Universal classical and quantum fluctuations in the large deviations of current of noisy quantum systems: The case of QSSEP and QSSIP

TL;DR

This paper investigates the fluctuation statistics of integrated currents in noisy quantum diffusive systems, revealing classical behavior at large scales and identifying quantum-specific finite-size corrections, thus bridging quantum and classical fluctuation theories.

Contribution

It demonstrates that quantum current fluctuations in QSSEP and QSSIP models follow classical large deviation principles and connects microscopic quantum dynamics with Macroscopic Fluctuation Theory, including quantum corrections.

Findings

Large deviation principle holds for quantum current fluctuations.
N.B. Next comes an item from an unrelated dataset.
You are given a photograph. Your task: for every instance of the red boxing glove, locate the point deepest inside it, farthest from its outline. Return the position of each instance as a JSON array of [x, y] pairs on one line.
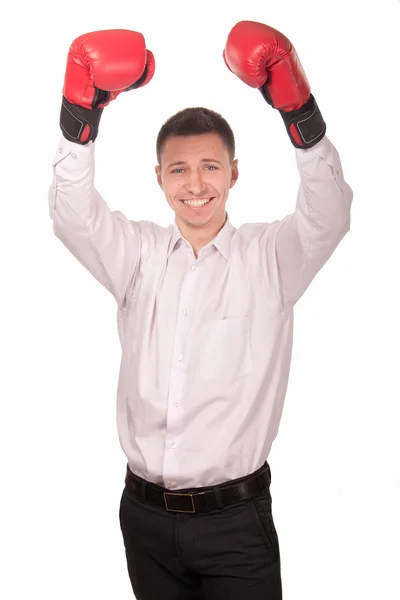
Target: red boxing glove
[[101, 65], [264, 58]]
Quantum corrections to current cumulants are explicitly derived.

Quantum and classical fluctuation behaviors coincide at large scales.

Abstract

We study the fluctuation statistics of integrated currents in noisy quantum diffusive systems, focusing on the Quantum Symmetric Simple Exclusion and Inclusion Processes (QSSEP/QSSIP). These one-dimensional fermionic (QSSEP) and bosonic (QSSIP) models feature stochastic nearest-neighbor hopping driven by Brownian noise, together with boundary injection and removal processes. They provide solvable microscopic settings in which quantum coherence coexists with diffusion. Upon noise averaging, their dynamics reduce to those of the classical SSEP/SSIP. We show that the cumulant generating function of the integrated current, at large scales, obeys a large deviation principle. To leading order in system size and for each noise realization, it converges to that of the corresponding classical process, establishing a classical typicality of current fluctuations in these noisy quantum systems. We further demonstrate a direct connection with Macroscopic Fluctuation Theory (MFT), showing that the large-scale equations satisfied by biased quantum densities coincide with the steady-state Hamilton equations of MFT, thereby providing a microscopic quantum justification of the MFT framework in these models. Finally, we identify the leading finite-size corrections to the current statistics. We show the existence of subleading contributions of purely quantum origin, which are absent in the corresponding classical setting, and provide their explicit expressions for the second and third current cumulants. These quantum corrections are amenable to direct experimental or numerical verification, provided sufficient control over the noise realizations can be achieved. Their presence points toward the necessity of a quantum extension of Macroscopic Fluctuation Theory.